Low-mode asymmetries represent an important obstacle to achieving high-gain inertial confinement fusion implosions. As a step in learning how to control such effects, an OMEGA experiment with imposed mode 2 laser drive asymmetries was done to study the expected signatures of this type of asymmetry [M. Gatu Johnson et al., PRE 2018]. In the present work, a 3D xRAGE simulation including the stalk mount has been brought to bear on the data from that experiment. Comprehensive comparisons between simulated and measured observables are made. Good agreement between simulated and measured x-ray image-inferred shell trajectories, bang times and neutron emission widths are seen, showing that the hydrodynamics are well captured in the simulation. Asymmetries seen in simulated and measured time-resolved and time-integrated x-ray images and areal densities also compare well, showing impact of both stalk and mode 2. On the other hand, important differences in measured and simulated neutron emission histories, yield, and ion temperature (T_ion) asymmetries are seen, suggesting that the simulation is overestimating shock yield. The results clearly demonstrate the importance of considering all asymmetry sources when interpreting measured signatures of asymmetry.

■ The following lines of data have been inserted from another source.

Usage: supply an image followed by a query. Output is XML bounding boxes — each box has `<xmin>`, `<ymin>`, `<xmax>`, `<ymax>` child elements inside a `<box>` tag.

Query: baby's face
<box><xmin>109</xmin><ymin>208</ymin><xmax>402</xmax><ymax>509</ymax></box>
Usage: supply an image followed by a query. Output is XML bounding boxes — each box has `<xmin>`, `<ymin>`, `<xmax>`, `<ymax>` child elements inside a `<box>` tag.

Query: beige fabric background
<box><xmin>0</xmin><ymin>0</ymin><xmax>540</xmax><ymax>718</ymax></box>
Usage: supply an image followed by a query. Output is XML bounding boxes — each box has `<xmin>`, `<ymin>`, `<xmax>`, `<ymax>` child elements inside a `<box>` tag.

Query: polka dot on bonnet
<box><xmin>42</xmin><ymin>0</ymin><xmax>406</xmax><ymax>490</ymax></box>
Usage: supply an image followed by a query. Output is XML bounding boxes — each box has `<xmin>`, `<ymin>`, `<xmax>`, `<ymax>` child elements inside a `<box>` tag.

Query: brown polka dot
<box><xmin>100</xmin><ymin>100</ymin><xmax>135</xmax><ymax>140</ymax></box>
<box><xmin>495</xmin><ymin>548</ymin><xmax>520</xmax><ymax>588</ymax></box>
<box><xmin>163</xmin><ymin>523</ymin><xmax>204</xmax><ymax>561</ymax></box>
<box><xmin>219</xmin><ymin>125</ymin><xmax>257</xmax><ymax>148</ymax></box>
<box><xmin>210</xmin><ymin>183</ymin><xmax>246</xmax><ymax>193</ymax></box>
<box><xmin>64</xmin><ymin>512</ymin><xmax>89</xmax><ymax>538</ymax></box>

低模不对称性是实现高增益惯性约束聚变内爆的重要障碍。作为学习如何控制这种效果的一个步骤，我们进行了具有强制模式2激光驱动不对称性的OMEGA实验，以研究这种不对称性的预期特征。Gatu Johnson等，PRE 2018]。在当前的工作中，已将包括茎杆支架的3D xRAGE仿真用于该实验的数据。进行了模拟观测值和测量观测值之间的全面比较。可以看到模拟和测量的X射线图像推断的壳轨迹，爆炸时间和中子发射宽度之间的良好一致性，表明在模拟中很好地捕获了流体动力学。Ť_离子）的不对称被看见，这表明仿真高估休克收率。结果清楚地说明了在解释测得的不对称特征时考虑所有不对称源的重要性。